In Iraq, McCain & Co. try to sell the upbeat story
Thu Apr 5, 8:22 AM ET Reproduced from USATODAY.com
The next six months in Iraq are the most important since the war began. The Baghdad troop surge is President Bush's last chance to salvage a semblance of success or even a manageable exit. Democrats in Congress don't have the votes to stop the surge, but that will change if the war does not.
That helps explain why Americans were treated to a bizarre spectacle last weekend, when some of Bush's congressional allies went to Baghdad's largest open-air market, didn't get shot, and declared that was evidence the surge might be starting to work.
In comments that rival some of the war's other signature lines, such as "mission accomplished" and "bring it on," Rep. Mike Pence (news, bio, voting record), R-Ind., said the Baghdad market was just "like a normal outdoor market in Indiana in the summertime."
If so, visitors to Indiana might want to pack a little heat. Pence, Sen. John McCain (news, bio, voting record), R-Ariz., and their colleagues were wearing bulletproof vests, arrived in a convoy of armored vehicles and were protected by sharpshooters on rooftops, attack helicopters overhead and 100 heavily armed American troops on the ground.
Pence and McCain aren't completely wrong. There are faint signs of progress since the surge began seven weeks ago.
Some militia forces have pulled out to avoid contact with U.S. troops, execution-style killings are down and things have calmed enough that the city's curfew has been shortened by two hours.

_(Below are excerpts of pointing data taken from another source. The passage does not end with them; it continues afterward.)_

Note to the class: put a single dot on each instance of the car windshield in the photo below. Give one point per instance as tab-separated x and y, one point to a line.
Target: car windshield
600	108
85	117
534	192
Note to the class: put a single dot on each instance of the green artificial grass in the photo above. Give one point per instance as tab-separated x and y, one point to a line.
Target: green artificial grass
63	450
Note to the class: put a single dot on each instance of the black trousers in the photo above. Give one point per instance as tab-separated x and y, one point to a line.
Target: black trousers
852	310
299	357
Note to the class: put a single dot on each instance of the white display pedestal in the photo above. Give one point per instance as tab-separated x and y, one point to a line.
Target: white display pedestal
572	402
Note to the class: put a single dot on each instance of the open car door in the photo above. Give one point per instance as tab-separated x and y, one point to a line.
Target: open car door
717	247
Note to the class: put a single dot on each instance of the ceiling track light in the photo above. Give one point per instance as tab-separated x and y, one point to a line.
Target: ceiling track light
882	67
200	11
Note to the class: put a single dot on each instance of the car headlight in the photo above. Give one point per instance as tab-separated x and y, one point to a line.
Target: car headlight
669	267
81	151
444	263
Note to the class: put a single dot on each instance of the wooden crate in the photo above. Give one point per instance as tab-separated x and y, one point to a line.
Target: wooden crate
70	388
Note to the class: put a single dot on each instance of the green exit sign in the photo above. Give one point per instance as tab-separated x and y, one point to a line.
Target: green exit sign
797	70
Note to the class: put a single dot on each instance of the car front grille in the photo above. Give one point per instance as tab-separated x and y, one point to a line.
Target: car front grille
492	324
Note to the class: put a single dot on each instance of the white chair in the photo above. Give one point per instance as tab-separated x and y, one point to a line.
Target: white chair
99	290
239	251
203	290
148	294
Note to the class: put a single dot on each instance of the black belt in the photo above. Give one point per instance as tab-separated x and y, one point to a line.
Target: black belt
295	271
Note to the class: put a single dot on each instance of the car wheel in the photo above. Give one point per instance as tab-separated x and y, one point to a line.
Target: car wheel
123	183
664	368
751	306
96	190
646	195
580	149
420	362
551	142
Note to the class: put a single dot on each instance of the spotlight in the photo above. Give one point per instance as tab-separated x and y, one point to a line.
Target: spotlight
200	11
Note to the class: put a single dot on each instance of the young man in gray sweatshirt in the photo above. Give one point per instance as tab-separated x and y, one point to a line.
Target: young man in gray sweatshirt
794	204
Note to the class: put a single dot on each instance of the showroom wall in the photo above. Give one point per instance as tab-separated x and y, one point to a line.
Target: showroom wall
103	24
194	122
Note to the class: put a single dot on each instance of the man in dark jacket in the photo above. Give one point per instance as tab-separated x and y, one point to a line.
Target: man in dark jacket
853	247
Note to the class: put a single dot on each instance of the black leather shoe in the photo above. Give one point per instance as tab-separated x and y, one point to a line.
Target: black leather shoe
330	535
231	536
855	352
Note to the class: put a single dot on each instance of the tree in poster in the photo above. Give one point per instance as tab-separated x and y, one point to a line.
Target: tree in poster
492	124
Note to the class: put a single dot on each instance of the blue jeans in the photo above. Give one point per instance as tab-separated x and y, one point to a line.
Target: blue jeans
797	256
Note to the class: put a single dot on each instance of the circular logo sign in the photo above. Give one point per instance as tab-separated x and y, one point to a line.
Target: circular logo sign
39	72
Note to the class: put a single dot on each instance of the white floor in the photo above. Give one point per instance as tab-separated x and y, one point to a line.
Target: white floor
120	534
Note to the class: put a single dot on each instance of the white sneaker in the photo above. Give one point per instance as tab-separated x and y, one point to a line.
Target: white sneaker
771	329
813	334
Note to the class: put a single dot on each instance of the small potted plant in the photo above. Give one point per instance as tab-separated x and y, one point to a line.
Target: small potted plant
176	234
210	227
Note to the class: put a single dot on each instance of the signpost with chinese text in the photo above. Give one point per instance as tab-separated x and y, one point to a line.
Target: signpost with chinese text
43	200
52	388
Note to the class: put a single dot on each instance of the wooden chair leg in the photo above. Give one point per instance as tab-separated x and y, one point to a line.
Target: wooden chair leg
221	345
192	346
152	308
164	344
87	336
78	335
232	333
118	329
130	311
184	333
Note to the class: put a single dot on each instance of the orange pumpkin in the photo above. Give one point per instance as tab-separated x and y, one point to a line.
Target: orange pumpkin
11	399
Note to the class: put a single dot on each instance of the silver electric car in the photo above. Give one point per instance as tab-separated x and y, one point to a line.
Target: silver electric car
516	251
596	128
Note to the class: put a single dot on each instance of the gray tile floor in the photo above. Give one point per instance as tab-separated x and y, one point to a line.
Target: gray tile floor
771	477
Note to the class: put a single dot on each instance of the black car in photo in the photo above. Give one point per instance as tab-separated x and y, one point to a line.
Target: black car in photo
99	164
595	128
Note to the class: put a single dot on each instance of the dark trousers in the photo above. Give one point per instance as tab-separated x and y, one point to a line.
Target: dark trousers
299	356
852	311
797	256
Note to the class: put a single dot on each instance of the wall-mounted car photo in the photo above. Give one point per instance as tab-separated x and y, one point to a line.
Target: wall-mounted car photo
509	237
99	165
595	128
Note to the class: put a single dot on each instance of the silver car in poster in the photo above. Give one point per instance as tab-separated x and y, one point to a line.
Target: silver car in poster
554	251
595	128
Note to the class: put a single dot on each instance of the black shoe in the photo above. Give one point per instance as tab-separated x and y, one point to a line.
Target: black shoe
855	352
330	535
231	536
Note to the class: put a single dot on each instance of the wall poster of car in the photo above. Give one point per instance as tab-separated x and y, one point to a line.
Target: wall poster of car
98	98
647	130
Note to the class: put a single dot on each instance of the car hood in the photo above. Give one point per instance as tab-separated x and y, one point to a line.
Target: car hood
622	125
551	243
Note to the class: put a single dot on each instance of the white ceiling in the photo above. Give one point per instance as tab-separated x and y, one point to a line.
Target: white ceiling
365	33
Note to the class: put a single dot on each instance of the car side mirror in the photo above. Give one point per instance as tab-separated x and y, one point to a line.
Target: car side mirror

But the killings and bombings have continued, and there are signs the worst violence has merely moved elsewhere. Last week, a pair of truck bombings killed 152 people in Tal
Afar, a city Bush once cited as a model of the U.S. "clear, hold and build" strategy. Reprisals quickly killed 45 more.
Supporters of the surge say troops have cut down on bombings by putting concrete barriers around markets such as the one Pence and McCain visited (where a bombing killed scores of people in February). But killers are as adaptable as they are vicious; last week, a suicide bomber walked past barriers into another market and blew himself up, killing more than 60 people.
From the start, the war has ebbed and flowed. There have been times when deaths and attacks fell, when it was tempting to conclude that U.S.-led forces had turned the tide. But too often, supposed signs of progress - more cooperation and intelligence tips from Iraqis, for example - are familiar claims officials have made over and over again almost since the 2003 invasion.
It's not that there's no good news. Rather, the flood of good news that flowed from Iraq during and after the invasion was gradually overwhelmed by rebellion, rising sectarian slaughter, virulent anti-Americanism and the failure of one strategy after another. Now when Bush says this plan will work, the public and the media are understandably wary.
That history - as well as the disturbing facts on the ground - are ample reason to be skeptical that the surge will succeed. But given the price of defeat, there is also compelling reason to hope that it will.
It's just too early for judgment.
We certainly know that life in Baghdad is nothing like a peaceful summer afternoon in Indiana. But it's not entirely like it was three months ago, either. The relevant question is what it will look like six months from now.